Single by David Nail

from the album I'm About to Come Alive
- Released: February 2, 2009
- Genre: Country
- Length: 4:06
- Label: MCA Nashville
- Songwriters: Dennis Matkosky Melissa Peirce Jonathan Singleton
- Producers: Frank Liddell Mike Wrucke

David Nail singles chronology
| "I'm About to Come Alive" (2008) | "Red Light" (2009) | "Turning Home" (2010) |

Music video
- "Red Light" at CMT.com

= Red Light (David Nail song) =

"Red Light" is a song written by Jonathan Singleton, Melissa Peirce and Dennis Matkosky, and recorded by American country music artist David Nail. It was released in February 2009 as the second single from his album I'm About to Come Alive, and the third single of his career. It has become Nail's first Top 10 country hit on the U.S. Billboard Hot Country Songs chart. "Red Light" was Nail's highest-charting song on the Hot Country Songs chart for two years until "Let It Rain" went to number-one on January 21, 2012.

==Content==
In the song, the male narrator's lover has announced her breakup from him. The narrator is expecting a different setting for his breakup, but instead is with her in the car at a "red light in the sunshine on a Sunday."

==Critical reception==
Dan Milliken of Country Universe gave the song a C− rating, and said in his review of the song that it had an interesting story but did not expand on it: "the guy has taken this time to tell us about it because he’s flabbergasted that she would let their relationship end under such ordinary circumstances[…]It’s an OK start, and one could see how that might make for an interesting song." Chris Neal of Country Weekly described the song as "slow-rolling melancholy", calling it a "perfect introduction" to Nail's album.

==Music video==
A music video for the song premiered on CMT on July 16, 2009. It was directed by Roman White, who also directed David Nail's previous video "I'm About to Come Alive". The video shows Nail driving through the countryside in a convertible. Flashback scenes of his girlfriend getting out of his car at a gas station and arguing with him. The video couple have clearly argued, even though the lyrics express the singer's surprise that his departed lover didn't even "try to pick a fight." He is then shown driving through the city, as well as scenes of him walking down the middle of the street. According to a 2009 interview, the girlfriend is played by his wife. The video was shot in downtown Nashville.

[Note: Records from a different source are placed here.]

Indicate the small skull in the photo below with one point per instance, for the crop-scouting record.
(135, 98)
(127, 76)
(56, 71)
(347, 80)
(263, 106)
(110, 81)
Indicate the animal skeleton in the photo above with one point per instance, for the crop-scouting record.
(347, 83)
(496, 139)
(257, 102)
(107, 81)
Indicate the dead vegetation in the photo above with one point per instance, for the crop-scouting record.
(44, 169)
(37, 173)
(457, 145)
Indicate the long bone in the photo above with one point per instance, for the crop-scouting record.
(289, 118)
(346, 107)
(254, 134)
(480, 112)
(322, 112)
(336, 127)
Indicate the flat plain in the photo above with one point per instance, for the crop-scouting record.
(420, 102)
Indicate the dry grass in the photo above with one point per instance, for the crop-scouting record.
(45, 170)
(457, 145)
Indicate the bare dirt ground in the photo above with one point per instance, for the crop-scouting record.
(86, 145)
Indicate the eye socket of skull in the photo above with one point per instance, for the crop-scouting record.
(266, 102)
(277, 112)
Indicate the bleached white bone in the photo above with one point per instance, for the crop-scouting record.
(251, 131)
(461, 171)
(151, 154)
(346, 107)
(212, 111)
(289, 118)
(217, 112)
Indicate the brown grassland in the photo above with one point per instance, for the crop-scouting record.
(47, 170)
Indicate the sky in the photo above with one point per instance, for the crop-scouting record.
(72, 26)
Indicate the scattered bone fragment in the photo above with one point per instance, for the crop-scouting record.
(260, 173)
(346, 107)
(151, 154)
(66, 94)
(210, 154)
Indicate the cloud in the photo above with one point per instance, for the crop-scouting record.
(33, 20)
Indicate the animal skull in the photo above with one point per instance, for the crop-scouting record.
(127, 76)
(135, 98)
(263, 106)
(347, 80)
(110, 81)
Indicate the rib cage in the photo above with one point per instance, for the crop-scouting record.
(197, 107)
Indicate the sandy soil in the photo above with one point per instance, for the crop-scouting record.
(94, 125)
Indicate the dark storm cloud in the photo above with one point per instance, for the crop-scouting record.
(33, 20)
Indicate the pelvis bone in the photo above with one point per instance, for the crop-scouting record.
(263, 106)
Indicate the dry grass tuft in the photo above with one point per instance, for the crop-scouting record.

Matt Pfingsten directed an alternate video for the song, released one month later, which uses an acoustic version of the song.

==Chart performance==
"Red Light" debuted at number 58 on the U.S. Billboard Hot Country Songs chart in March 2009. The song became Nail's first Top Ten hit in November 2009 and peaked at number 7 in December 2009. On the week ending October 10, 2009, the song debuted at number 95 on the U.S. Billboard Hot 100.

===Weekly charts===

| Chart (2009–2010) | Peak position |
|---|---|
| Canada Country (Billboard) | 38 |
| US Hot Country Songs (Billboard) | 7 |
| US Billboard Hot 100 | 54 |

===Year-end charts===

| Chart (2009) | Position |
|---|---|
| US Country Songs (Billboard) | 49 |

==Certifications==

| Region | Certification | Certified units/sales |
| United States (RIAA) | Platinum | 1,000,000^{‡} |
^{^} Shipments figures based on certification alone.